I am assuming a dual-core (2 cores per processors) machine with 2 processors for the questions that follow; so a total of 4 "cores". So some natural questions arose:
-
Suppose I wrote a simple serial program and built it in, say, Visual Studio.. and ran the same program twice, say, with distinct input data in each run. Would they be running on the same processor? Or distinct processors? How much RAM memory would be assigned to each? Would it be the RAM memory on 1 processor (2 cores) or the total RAM? I believe the two programs would run on distinct processors and should each have RAM memory of 1 processor (2 cores); but I am not 100% certain. Would the behavior be any different on Linux?
-
Now suppose my program was written using a distributed memory parallel interface such as MPI and that I ran it once with 2 processors in the np argument (say). Would the program use both processors (and in effect all 4 cores)? Is this the optimal value for the argument -np? In other words, if I did the same with -np 3 or -np 4; is it correct to assume there would be no added advantage? Again, I think so, but I am not 100% certain. I assume also that I could go higher than 4 (-np 5, -np 6, etc). In such cases, how do the processes compete for memory at values of np > 4? Would the performance get worse for np > 4. I think yes, and perhaps this partly depends on problem size, but again not 100% sure.

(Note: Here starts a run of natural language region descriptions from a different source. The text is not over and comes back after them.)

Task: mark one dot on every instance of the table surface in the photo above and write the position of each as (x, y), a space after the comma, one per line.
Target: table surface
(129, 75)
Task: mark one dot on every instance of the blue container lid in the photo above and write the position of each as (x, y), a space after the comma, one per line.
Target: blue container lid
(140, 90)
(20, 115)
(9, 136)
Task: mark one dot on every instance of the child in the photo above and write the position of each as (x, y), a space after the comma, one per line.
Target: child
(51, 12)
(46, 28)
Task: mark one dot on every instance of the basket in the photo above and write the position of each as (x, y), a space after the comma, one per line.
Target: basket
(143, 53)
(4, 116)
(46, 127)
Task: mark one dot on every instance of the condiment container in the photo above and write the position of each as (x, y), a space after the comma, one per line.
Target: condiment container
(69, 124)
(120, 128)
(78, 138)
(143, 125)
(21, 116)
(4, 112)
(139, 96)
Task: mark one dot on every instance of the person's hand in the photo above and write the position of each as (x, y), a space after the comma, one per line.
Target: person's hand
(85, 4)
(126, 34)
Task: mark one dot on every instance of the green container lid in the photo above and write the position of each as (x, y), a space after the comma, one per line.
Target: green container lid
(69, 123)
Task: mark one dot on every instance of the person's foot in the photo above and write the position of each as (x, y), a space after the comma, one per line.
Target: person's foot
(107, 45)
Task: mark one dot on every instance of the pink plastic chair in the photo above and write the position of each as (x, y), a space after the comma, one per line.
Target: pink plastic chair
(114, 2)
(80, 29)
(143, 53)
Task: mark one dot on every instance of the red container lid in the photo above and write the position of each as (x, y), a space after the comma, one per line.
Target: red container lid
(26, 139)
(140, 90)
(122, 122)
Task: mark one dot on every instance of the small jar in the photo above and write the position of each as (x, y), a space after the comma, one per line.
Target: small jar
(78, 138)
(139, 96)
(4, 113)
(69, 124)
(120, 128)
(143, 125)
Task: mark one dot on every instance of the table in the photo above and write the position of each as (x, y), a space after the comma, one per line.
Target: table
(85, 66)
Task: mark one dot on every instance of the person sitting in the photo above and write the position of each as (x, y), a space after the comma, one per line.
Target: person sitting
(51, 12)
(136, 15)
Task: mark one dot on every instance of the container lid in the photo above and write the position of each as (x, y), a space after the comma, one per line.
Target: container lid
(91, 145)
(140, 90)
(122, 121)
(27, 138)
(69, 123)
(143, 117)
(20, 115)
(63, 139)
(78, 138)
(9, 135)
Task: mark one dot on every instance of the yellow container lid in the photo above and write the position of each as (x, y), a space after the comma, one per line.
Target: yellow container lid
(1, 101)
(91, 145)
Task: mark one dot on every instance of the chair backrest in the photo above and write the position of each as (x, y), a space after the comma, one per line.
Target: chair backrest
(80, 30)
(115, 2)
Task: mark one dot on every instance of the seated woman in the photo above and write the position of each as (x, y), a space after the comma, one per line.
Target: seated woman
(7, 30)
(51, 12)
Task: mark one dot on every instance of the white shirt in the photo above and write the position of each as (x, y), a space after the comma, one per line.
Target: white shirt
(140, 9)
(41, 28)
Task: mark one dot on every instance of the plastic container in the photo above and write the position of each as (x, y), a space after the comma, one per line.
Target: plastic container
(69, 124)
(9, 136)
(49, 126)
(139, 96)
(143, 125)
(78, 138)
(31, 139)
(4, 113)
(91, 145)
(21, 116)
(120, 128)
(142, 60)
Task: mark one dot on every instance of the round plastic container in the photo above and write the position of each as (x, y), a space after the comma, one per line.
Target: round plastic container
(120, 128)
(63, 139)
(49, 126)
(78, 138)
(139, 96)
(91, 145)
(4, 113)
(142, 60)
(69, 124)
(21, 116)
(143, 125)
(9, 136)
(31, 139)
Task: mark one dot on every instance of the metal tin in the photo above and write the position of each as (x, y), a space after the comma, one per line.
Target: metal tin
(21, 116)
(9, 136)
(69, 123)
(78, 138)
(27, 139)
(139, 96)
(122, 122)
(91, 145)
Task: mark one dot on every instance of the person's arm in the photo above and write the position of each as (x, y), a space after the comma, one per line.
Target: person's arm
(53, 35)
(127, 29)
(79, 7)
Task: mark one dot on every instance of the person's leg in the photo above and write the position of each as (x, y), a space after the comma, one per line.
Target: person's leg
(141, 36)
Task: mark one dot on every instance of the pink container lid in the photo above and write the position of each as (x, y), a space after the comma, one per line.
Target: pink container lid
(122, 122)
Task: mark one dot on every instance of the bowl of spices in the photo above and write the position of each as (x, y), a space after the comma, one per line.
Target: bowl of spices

Next, suppose I ran two instances of my MPI-built parallel program, both with -np 2, each with, say, different input data. First off, is this possible? I assume it is and that they each run on both processors? How are the two programs synchronized and how do they individually compete for memory sequentially? This should atleast in part, be based on the order of launching the programs, presumably?
-
Lastly, suppose my program was written using a shared memory parallel interface such as OpenMP and that I ran it once. How many "threads" can I run it on to make full use of shared memory parallelism – is it 2 or 4? (since I have 2 processors with 2 cores each). My guess is it is 4; since all 4 cores are part of the a single shared memory unit? Is that correct? If the answer is 4; does it make sense to run on greater than 4 threads? I am not sure this even works (unlike MPI, where I believe we can do -np 5, -np 6 and so on).

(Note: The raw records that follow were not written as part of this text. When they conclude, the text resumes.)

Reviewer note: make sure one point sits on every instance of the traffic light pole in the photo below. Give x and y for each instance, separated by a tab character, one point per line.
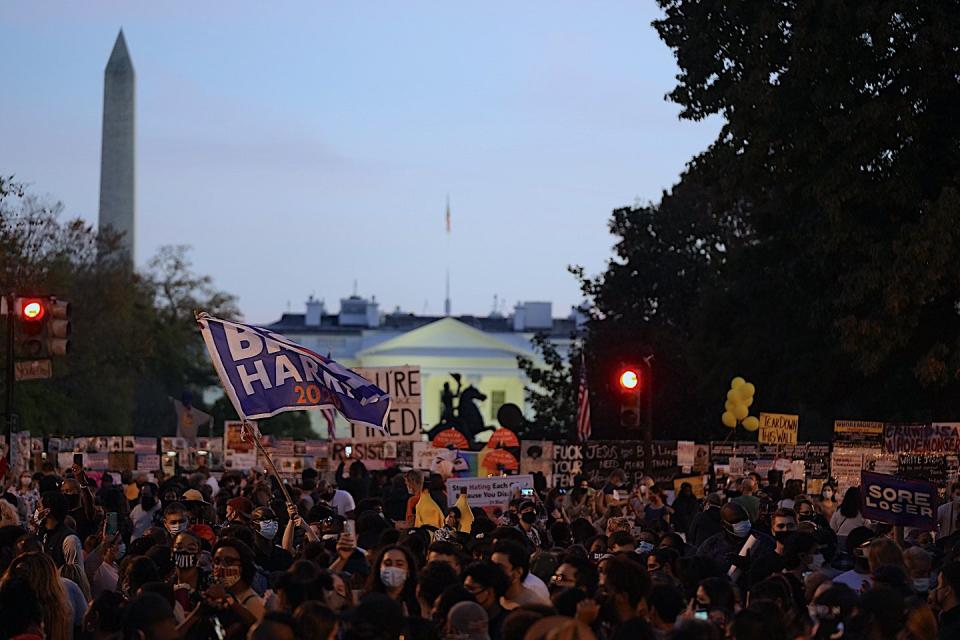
648	422
11	371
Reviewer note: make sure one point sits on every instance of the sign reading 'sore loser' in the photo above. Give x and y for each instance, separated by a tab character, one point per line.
908	503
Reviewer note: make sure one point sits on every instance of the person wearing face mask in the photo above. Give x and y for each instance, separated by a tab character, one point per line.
918	563
189	579
144	513
725	547
80	503
176	519
527	513
59	541
828	501
268	554
393	575
948	513
102	564
229	598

Finally, suppose I run 2 instances of the shared memory parallel program, each with, say, different input data. I assume this is possible and that the individual processes would somehow compete for memory, presumably in the order the programs were launched?
Which processor they run on is entirely up to the OS and depends on many factors, including whatever else is happening on the same machine. The common case, though, is that they will tend to sit on one core each, occasionally swapping to different cores (“occasionally” may mean several times a second or even more frequently).
Çores don’t have their own RAM on normal PC hardware, and the processes will be given however much RAM they ask for.
For MPI processes, yes, your parallelism should match the core count (assuming a CPU-heavy workload). If two MPI processes run with -np 2, they will simply consume all four cores. Increase anything and they’ll start to contend. As explained above, RAM has nothing to do with any of this, though cache will suffer in the presence of contention.
This “question” is way too long, so I’m going to stop now.